Even the user interface was not spared. While easy to use and figure out, the choice of font and images for the menus makes one feel like the developers had a very small clip-art library to select materials from.

So Why Play it?

As much as we found the graphics to be pretty unimpressive, the rest of the game was not. Sure, the core storyline could use a bit of a do-over, but that is beside the point. Cursed Dungeon, for the most part, is an absolute delight to play. You give your character the right stats, upgrade the necessary equipment and get the necessary jewel boosts and you will enjoy an endless stream of automated stat-combat mechanics. Again, this is not the type of game a casual player normally finds excitement in, but those who have run the gauntlet of several countless Flash RPGs will certainly appreciate the change in pace and gameplay.

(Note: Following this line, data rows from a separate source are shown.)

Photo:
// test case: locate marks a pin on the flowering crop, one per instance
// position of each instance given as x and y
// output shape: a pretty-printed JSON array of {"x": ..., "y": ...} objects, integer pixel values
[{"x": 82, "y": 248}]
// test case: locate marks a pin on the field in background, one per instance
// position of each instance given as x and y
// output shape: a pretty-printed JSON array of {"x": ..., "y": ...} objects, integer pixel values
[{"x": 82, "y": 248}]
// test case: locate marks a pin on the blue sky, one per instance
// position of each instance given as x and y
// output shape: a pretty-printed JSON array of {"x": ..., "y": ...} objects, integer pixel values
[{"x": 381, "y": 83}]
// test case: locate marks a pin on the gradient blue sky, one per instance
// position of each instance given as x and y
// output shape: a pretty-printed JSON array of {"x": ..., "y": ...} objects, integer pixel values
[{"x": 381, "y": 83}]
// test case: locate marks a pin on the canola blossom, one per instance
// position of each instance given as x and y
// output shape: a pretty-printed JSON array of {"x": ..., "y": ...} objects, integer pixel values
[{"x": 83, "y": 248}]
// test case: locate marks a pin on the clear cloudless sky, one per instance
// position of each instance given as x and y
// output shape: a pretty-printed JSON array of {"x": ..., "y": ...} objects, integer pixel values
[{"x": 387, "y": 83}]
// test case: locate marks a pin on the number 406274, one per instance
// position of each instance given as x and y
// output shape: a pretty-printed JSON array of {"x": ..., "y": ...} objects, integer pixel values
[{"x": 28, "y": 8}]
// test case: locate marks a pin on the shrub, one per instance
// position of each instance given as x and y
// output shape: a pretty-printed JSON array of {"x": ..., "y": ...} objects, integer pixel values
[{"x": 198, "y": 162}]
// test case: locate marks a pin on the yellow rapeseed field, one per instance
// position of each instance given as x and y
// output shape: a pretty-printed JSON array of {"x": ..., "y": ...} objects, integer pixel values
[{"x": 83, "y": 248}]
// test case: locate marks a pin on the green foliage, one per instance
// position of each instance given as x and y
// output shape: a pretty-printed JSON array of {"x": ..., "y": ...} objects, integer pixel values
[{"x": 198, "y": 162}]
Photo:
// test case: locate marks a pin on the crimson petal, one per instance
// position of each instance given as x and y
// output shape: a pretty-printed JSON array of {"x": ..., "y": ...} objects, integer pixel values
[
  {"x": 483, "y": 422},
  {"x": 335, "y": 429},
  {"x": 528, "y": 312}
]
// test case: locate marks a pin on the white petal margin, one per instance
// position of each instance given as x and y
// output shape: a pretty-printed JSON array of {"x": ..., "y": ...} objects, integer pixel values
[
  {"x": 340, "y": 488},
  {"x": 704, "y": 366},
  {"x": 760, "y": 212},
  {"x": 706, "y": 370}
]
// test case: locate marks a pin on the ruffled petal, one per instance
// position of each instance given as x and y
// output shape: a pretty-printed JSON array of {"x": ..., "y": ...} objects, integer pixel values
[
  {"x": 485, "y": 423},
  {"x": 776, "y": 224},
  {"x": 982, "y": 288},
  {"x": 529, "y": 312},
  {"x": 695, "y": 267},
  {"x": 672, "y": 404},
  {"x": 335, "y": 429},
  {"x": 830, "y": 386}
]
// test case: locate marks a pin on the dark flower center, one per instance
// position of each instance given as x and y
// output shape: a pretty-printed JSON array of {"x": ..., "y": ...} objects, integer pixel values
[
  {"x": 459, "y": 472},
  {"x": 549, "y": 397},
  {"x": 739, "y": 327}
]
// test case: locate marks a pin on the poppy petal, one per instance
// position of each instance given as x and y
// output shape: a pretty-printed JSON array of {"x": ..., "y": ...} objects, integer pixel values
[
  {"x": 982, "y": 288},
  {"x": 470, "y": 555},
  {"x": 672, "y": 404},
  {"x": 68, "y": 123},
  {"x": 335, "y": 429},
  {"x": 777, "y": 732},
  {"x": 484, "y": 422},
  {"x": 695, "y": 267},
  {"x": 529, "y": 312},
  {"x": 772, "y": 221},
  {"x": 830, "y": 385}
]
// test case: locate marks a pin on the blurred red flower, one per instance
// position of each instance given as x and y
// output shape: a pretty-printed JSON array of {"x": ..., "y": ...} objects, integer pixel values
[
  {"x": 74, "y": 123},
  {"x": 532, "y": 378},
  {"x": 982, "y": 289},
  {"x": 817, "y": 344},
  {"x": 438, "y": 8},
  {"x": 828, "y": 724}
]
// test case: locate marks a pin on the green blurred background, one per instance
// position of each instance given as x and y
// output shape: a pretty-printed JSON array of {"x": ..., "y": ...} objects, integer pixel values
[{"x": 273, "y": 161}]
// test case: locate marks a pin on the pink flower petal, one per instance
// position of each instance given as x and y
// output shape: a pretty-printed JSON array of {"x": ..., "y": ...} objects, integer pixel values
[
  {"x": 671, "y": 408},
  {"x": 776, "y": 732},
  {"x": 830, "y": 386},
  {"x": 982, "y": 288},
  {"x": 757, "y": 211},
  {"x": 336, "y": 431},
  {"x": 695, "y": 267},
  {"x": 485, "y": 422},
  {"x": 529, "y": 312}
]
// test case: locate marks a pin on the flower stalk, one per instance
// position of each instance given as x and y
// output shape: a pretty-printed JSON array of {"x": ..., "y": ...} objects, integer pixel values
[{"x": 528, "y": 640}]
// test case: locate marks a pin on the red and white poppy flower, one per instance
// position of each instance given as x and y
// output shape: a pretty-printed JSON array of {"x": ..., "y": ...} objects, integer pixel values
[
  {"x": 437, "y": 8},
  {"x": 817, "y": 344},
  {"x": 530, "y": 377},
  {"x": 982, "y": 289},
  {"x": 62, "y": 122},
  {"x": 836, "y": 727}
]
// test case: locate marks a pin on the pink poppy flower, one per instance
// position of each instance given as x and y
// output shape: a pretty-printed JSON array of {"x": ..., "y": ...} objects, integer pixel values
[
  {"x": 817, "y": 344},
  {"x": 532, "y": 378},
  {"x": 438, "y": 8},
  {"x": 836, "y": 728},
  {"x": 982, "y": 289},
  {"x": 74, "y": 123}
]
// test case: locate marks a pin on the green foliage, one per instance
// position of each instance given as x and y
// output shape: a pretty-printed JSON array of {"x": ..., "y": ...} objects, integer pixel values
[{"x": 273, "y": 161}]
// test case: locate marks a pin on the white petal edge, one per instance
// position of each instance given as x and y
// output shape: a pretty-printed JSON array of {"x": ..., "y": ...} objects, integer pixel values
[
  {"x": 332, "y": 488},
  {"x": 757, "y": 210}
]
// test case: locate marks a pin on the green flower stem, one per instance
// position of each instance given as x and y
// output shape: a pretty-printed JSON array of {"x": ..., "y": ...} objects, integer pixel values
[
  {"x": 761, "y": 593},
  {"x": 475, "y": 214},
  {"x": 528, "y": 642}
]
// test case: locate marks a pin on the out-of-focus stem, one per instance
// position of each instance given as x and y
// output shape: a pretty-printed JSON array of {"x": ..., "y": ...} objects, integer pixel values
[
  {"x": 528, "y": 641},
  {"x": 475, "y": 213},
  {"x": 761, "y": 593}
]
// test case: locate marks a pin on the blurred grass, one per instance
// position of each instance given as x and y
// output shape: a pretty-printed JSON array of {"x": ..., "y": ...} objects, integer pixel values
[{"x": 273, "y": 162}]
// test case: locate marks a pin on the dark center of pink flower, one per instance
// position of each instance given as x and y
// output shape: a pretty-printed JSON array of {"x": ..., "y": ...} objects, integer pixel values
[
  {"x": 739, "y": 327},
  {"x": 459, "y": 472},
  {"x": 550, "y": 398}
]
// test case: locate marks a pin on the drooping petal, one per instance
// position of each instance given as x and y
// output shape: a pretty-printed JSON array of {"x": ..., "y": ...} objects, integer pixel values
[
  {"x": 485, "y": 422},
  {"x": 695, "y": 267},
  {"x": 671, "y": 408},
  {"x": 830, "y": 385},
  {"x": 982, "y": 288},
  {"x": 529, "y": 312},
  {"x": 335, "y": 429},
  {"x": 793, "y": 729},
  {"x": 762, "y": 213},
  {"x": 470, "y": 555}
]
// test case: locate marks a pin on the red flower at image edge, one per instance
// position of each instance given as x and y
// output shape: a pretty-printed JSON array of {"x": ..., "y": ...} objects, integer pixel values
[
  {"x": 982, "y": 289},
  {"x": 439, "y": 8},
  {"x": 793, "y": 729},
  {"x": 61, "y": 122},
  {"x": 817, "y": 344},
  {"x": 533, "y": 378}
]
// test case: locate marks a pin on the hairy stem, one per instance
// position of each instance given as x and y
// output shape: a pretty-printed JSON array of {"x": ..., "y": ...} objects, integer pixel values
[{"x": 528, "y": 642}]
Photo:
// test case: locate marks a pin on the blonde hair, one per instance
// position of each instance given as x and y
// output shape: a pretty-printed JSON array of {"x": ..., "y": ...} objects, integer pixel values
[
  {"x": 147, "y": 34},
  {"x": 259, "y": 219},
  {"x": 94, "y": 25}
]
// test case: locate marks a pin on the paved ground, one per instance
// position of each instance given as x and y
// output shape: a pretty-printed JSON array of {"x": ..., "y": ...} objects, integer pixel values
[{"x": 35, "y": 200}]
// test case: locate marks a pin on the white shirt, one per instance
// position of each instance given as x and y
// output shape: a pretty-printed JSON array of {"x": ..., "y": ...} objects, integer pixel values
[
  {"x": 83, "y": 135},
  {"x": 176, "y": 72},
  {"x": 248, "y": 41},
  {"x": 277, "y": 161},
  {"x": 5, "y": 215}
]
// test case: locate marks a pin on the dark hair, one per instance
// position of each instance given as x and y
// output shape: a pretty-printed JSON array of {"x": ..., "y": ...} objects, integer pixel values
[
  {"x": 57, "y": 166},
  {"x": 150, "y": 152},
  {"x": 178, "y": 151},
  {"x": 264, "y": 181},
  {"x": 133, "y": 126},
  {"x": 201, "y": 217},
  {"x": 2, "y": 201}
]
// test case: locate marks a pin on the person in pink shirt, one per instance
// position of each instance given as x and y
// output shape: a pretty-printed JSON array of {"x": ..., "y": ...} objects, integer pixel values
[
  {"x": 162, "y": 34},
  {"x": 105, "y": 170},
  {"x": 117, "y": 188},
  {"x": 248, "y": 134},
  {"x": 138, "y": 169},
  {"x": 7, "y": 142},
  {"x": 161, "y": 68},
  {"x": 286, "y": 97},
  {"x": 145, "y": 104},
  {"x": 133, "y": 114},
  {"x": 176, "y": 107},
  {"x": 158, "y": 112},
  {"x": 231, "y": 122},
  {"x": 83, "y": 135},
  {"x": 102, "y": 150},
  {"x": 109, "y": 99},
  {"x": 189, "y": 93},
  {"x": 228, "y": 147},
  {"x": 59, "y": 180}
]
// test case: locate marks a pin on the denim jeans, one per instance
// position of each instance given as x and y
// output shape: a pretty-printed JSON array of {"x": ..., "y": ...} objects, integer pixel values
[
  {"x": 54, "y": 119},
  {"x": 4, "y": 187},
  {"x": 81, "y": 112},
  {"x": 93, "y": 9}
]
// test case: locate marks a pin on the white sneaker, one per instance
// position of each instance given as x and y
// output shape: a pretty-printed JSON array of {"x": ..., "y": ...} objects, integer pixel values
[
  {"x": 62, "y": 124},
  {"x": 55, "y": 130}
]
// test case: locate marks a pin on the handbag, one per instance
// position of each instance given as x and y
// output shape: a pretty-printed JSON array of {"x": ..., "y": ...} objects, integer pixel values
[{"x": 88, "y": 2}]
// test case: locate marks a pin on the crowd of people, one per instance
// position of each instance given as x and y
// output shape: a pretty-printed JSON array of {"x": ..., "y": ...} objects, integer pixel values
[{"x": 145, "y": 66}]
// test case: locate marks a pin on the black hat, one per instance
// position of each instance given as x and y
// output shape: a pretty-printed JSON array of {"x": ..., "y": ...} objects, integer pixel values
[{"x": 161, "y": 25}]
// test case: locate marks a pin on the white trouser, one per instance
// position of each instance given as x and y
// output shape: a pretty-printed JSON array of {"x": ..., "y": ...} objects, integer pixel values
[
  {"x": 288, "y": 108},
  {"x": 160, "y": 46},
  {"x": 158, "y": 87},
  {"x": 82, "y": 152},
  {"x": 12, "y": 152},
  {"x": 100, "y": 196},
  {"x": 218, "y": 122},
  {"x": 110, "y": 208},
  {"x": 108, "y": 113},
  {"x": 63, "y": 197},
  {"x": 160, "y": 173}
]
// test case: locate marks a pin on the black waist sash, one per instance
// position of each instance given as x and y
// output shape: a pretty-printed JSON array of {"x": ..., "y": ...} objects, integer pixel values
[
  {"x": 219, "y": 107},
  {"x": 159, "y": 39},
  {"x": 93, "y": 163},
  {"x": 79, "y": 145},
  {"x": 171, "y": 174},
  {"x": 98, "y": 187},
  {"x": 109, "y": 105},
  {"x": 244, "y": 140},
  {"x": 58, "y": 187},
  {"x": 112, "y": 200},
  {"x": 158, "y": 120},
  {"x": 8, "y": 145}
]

It is the games like Cursed Dungeon that gives reviewers like us a difficult time. If we only have to consider the needs and wants of the general gaming public, then this game will naturally receive a very low grade. However, it has an undeniable charm that can only be seen by those with more refined tastes in old-school gaming. In many ways, Cursed Dungeon is an acquired taste; with its use of menu based adventuring, basic storyline and simplistic stat management, the game fits in quite well for those with experience playing in MUDs, tabletop gaming and others -but for those who are not familiar with these, it can be a very hard game to appreciate.